Every rule I'm breaking, the risk that I'm takin'.

So when I'm reading a book, or reading anything for that matter, I let myself stare hard and long enough at the pages till eventually, the spaces in the words on the page eventually makes a pattern. And it's unique for every single page. Try it, Just stare at the page, till your gaze goes blurry, and you'll notice how the spaces between the words, and the beginning to new paragraphs, all the blanks make a pattern. And they're shapes, and sometimes they form new words. It's really fascinating. I wonder if they're trying to tell us something? Nobody can really be that smart, can they? No. I wonder.
So there's still too much happening. It's never calm. There's rarely a moment where I'm chilling with myself, doing nothing, and there is not one thing on my mind that is bothering me. There is always a nagging feeling about something that is worrying me, or something that I need to do which I'm delaying, or something that can't get off my mind. Some people, some incidents, some whatstheirnames. Why can't I just switch my mind off when I wish to? I don't mind being completely dumb for a couple of minutes, if it's giving me peace.
I read somewhere, or heard someone say [I can't remember] that if we handed everyone in the world a joint and we all lit it at the same time, maybe, just maybe we could achieve world peace for those fifteen minutes. Really. Just trip on your own thoughts and actions and look deeper.

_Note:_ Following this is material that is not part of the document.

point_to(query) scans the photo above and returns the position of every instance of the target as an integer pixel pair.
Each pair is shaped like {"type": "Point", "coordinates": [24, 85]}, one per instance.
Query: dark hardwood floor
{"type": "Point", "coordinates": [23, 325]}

I try to focus on ONE thing, but I really end up feeling so A.D.D. So lost, and confused.
The year's almost come to an end, and how. I can safely say this year's been the most eventful year of my life, hands down. It has also been the worst. I've met way too many people, and too many of them have hurt me, and maybe I've hurt a few of them, because these things work both ways. I've made too many mistakes. I've passed opinions and judgements. I've fought and argued. I've lied, a little. Okay, maybe a lot. But specifically. I cried a lot, too. Over things I couldn't imagine I would ever cry about. I gave someone everything and got nothing in return. I played all my cards wrong. I saw way too many people falling in love, and out of it. I saw people die, and I met new people who changed me. I love the ones who made me feel special.
I'm still unable to think of 'love' or say those three words without feeling guilty/unsure/scared/insecure/embarassed. In that sense, of course.
2011, I'm welcoming you with open arms. I won't let you down if you don't let me down, either. Pinky promise.